Minimax Algorithm

Minimax Value

The minimax value of a node is the utility value achievable by the MAX player against an optimal MIN player:

MINIMAX(s) =
    UTILITY(s)                                    if IS-TERMINAL(s)
    max over a in ACTIONS(s) of MINIMAX(RESULT(s,a))   if TO-MOVE(s) = MAX
    min over a in ACTIONS(s) of MINIMAX(RESULT(s,a))   if TO-MOVE(s) = MIN

Intuition: MAX chooses the move that maximizes the value; MIN chooses the move that minimizes the value.
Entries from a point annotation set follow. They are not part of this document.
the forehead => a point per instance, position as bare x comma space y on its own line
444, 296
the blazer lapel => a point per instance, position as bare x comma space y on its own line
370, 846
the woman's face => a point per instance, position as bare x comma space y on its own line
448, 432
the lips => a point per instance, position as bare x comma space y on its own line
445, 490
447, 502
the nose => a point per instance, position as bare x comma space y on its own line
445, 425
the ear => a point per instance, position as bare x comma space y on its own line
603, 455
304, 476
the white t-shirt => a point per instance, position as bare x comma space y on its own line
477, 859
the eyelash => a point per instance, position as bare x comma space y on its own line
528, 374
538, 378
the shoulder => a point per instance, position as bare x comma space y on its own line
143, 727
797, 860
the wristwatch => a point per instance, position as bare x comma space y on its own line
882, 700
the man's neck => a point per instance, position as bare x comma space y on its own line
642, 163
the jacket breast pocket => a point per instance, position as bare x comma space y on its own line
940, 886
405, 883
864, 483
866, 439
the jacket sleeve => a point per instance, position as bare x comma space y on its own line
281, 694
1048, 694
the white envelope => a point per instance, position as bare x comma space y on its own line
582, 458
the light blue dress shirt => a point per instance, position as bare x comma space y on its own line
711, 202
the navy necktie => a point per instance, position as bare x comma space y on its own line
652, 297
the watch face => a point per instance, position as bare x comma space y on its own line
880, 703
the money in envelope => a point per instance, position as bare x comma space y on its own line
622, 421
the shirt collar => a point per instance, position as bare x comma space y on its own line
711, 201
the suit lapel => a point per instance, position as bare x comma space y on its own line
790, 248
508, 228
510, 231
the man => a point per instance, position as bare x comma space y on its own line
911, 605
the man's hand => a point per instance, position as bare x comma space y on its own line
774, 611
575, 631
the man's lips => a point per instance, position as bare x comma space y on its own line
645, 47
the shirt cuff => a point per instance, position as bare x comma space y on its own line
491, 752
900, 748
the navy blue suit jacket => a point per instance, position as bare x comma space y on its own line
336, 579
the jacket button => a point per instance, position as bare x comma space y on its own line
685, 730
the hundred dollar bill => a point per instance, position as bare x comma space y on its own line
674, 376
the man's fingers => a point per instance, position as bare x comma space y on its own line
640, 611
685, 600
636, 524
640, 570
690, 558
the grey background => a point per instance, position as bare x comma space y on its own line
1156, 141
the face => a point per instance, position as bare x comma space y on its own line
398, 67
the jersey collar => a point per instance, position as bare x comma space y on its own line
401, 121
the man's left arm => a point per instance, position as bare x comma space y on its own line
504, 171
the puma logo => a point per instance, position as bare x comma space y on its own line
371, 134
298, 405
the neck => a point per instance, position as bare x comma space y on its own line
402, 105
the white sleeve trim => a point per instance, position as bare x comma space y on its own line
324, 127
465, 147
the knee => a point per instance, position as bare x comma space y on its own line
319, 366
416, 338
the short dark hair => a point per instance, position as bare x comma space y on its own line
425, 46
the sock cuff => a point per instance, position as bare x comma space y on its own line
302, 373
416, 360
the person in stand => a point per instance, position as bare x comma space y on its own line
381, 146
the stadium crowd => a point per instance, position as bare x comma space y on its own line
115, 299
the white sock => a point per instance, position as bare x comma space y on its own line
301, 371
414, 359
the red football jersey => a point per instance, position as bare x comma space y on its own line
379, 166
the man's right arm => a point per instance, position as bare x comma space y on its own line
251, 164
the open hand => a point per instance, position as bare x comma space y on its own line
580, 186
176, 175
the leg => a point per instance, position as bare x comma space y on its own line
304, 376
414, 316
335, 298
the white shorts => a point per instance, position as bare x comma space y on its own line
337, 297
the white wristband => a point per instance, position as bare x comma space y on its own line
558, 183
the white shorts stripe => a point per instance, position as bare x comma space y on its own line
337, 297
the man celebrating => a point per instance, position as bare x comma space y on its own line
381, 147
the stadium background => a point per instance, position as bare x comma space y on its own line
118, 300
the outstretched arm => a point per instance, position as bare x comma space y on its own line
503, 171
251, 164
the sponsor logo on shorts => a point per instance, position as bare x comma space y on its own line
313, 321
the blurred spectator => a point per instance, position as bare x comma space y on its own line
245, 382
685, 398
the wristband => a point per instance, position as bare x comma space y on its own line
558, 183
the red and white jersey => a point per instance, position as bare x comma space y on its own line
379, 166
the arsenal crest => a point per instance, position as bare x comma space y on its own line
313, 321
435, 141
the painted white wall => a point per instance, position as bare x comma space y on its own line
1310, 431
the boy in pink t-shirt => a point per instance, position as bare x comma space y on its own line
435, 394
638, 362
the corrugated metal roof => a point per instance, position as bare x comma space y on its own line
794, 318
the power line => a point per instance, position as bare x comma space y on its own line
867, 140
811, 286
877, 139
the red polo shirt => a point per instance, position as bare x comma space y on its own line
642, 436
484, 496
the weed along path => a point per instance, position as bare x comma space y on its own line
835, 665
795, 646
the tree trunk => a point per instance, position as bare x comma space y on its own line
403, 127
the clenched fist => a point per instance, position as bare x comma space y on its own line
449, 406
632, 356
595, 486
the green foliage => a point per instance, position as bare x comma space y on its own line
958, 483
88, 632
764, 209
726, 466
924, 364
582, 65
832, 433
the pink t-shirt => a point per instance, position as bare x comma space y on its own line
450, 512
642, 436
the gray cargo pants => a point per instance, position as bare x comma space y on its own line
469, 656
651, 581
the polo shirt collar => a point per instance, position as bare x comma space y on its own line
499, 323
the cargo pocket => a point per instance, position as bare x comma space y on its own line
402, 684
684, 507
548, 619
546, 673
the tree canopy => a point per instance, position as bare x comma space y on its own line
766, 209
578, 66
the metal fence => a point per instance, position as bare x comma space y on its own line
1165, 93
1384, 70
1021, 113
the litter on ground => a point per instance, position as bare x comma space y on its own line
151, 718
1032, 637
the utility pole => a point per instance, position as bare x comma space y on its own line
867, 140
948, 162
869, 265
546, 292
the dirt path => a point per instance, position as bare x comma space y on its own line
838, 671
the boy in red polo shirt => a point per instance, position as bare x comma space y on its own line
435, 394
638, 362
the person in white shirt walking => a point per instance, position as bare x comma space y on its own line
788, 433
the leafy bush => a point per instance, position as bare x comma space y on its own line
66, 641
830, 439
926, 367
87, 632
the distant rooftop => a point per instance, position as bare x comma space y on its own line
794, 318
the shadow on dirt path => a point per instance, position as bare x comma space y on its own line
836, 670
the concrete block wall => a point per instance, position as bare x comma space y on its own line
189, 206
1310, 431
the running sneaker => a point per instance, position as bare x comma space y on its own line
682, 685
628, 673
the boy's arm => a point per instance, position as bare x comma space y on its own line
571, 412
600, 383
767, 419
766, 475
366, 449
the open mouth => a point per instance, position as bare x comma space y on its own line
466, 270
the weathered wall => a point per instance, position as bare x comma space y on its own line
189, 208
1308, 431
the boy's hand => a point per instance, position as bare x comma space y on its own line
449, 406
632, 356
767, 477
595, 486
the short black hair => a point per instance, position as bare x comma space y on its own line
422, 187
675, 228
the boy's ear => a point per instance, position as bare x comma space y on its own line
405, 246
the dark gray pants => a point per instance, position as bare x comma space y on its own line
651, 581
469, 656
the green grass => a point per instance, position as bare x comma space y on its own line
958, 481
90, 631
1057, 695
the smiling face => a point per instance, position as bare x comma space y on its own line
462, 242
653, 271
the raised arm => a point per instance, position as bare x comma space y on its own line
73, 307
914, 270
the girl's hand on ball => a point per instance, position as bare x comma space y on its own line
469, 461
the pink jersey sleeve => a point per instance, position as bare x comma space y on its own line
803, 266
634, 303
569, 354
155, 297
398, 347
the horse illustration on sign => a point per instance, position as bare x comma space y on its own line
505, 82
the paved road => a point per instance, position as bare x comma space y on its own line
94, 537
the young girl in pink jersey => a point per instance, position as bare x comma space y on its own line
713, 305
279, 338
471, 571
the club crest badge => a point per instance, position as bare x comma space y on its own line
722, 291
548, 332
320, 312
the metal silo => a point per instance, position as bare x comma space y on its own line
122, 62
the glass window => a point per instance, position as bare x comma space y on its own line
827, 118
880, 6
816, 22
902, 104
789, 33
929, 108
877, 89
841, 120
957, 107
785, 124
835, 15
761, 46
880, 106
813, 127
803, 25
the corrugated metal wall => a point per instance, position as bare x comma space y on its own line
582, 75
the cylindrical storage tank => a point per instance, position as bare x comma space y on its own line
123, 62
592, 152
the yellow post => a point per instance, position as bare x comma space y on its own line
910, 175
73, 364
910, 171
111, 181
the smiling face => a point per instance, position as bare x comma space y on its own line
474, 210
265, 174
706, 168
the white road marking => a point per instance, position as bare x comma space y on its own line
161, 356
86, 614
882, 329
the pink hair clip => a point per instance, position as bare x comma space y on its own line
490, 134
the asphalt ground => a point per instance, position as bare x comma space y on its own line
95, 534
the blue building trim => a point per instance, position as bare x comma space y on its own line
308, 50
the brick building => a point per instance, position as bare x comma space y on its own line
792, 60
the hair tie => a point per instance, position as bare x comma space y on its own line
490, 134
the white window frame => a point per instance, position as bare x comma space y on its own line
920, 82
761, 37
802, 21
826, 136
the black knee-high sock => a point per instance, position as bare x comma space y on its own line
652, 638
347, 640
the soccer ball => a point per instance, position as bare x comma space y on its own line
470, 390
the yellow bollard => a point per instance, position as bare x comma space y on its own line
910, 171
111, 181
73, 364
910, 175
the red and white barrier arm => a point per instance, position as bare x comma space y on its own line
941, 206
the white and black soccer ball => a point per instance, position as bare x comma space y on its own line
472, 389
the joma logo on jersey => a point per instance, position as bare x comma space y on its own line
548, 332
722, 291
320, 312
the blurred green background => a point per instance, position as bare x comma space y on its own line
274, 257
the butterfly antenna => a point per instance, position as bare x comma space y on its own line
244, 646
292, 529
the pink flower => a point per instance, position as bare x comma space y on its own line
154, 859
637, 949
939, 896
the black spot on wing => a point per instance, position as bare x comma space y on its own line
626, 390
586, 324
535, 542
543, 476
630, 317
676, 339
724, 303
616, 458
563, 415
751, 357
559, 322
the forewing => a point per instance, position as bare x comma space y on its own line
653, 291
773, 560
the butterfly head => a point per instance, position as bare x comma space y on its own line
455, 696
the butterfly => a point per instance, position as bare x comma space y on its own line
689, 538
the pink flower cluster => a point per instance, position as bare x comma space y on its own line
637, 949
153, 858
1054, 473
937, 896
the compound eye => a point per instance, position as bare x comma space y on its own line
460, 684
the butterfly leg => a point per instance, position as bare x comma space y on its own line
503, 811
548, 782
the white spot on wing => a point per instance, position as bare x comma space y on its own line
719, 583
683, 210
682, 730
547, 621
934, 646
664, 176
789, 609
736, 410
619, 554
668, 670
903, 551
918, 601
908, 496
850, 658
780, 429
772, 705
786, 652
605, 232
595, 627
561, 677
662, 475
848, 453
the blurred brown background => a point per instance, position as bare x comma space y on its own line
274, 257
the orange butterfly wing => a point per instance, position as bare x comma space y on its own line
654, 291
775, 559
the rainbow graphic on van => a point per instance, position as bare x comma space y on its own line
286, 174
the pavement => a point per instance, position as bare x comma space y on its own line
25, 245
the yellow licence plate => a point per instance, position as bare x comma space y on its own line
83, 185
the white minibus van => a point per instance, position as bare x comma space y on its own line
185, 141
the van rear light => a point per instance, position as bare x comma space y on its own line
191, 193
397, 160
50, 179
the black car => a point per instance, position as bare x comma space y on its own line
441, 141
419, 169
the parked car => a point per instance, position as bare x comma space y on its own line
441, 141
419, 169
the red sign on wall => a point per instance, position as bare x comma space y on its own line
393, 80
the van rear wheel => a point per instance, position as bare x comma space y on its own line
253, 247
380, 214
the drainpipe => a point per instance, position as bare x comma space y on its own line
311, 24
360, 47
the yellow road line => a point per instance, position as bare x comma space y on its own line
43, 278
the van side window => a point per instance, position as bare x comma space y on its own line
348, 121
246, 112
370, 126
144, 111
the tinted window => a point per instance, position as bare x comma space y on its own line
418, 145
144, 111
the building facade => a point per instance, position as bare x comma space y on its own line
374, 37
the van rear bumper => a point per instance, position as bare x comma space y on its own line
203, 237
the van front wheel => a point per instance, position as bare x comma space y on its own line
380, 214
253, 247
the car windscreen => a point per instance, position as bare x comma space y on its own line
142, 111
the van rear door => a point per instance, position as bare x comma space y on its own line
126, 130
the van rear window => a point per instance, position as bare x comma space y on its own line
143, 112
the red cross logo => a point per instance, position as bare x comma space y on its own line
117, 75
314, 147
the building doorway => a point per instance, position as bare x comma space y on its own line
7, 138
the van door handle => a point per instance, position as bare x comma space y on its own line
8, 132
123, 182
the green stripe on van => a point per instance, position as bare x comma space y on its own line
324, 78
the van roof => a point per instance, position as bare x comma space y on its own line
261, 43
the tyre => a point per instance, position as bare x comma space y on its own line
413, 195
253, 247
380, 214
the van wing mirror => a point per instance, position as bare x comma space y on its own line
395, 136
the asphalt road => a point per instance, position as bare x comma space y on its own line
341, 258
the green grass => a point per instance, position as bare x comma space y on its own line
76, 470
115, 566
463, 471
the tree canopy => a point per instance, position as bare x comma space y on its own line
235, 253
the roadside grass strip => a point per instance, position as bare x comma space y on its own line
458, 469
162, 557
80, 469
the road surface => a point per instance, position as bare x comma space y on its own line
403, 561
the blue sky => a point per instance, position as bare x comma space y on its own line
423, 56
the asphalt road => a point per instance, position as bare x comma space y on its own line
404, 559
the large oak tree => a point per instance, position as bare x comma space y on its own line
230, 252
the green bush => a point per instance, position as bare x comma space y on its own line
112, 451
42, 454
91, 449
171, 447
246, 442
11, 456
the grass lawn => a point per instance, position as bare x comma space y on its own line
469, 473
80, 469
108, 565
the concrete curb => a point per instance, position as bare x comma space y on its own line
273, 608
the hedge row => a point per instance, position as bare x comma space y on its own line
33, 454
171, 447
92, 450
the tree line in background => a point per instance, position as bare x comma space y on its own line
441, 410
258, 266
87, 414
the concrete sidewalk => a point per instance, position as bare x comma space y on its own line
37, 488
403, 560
Both play optimally.


Algorithm

function MINIMAX-SEARCH(game, state) returns an action
    player ← TO-MOVE(state)
    value, move ← MAX-VALUE(game, state)
    return move

function MAX-VALUE(game, state) returns (utility, move)
    if IS-TERMINAL(state) then return UTILITY(state, player), null
    v ← -∞
    for each a in ACTIONS(state) do
        v2, a2 ← MIN-VALUE(game, RESULT(state, a))
        if v2 > v then
            v, move ← v2, a
    return v, move

function MIN-VALUE(game, state) returns (utility, move)
    if IS-TERMINAL(state) then return UTILITY(state, player), null
    v ← +∞
    for each a in ACTIONS(state) do
        v2, a2 ← MAX-VALUE(game, RESULT(state, a))
        if v2 < v then
            v, move ← v2, a
    return v, move

Worked Example

         MAX
        /   \
      3       MIN
             /   \
           MAX   MAX
          / \   / \
         3   5  2  9

MIN at right chooses min(MAX(3,5), MAX(2,9)) = min(5,9) = 5. MAX at root chooses max(3, 5) = 5. Root value = 5.

Actually for the canonical 3-node example:

       MAX
      / | \
    MIN MIN MIN
   /|\ /|\ /|\
  3 12 8 2 4 6 14 5 2

MIN values: min(3,12,8)=3, min(2,4,6)=2, min(14,5,2)=2 MAX value: max(3,2,2) = 3


Properties

Property Value
Complete Yes (if tree is finite)
Optimal Yes (against optimal opponent)
Time O(b^m)
Space O(bm) — depth-first

Where b = branching factor, m = maximum depth.

For chess: O(35^80) — completely intractable without pruning or depth limits.


Optimality Against a Suboptimal Opponent?

Minimax is optimal against an optimal opponent.

Against a suboptimal opponent, minimax is still correct (never worse), but it may not be the best strategy — exploiting opponent mistakes could yield higher utility.

Example: If opponent never takes the queen, optimal play against that opponent would deliberately leave the queen en prise. Minimax won’t do this (it assumes opponent plays perfectly).


Multi-Player Generalization

For n players, each node stores a utility vector (one value per player). Each player maximizes their own component. No longer zero-sum → coalitions may form.

MINIMAX(s) =
    UTILITY-VECTOR(s)                if terminal
    argmax over player(s)'s component  of MINIMAX(RESULT(s,a))   otherwise

Connection to Backward Induction

Minimax = backward induction from game theory: work backward from terminal states, assigning optimal strategies at each node. The resulting strategy profile is a subgame perfect Nash equilibrium — neither player benefits from deviating at any subgame.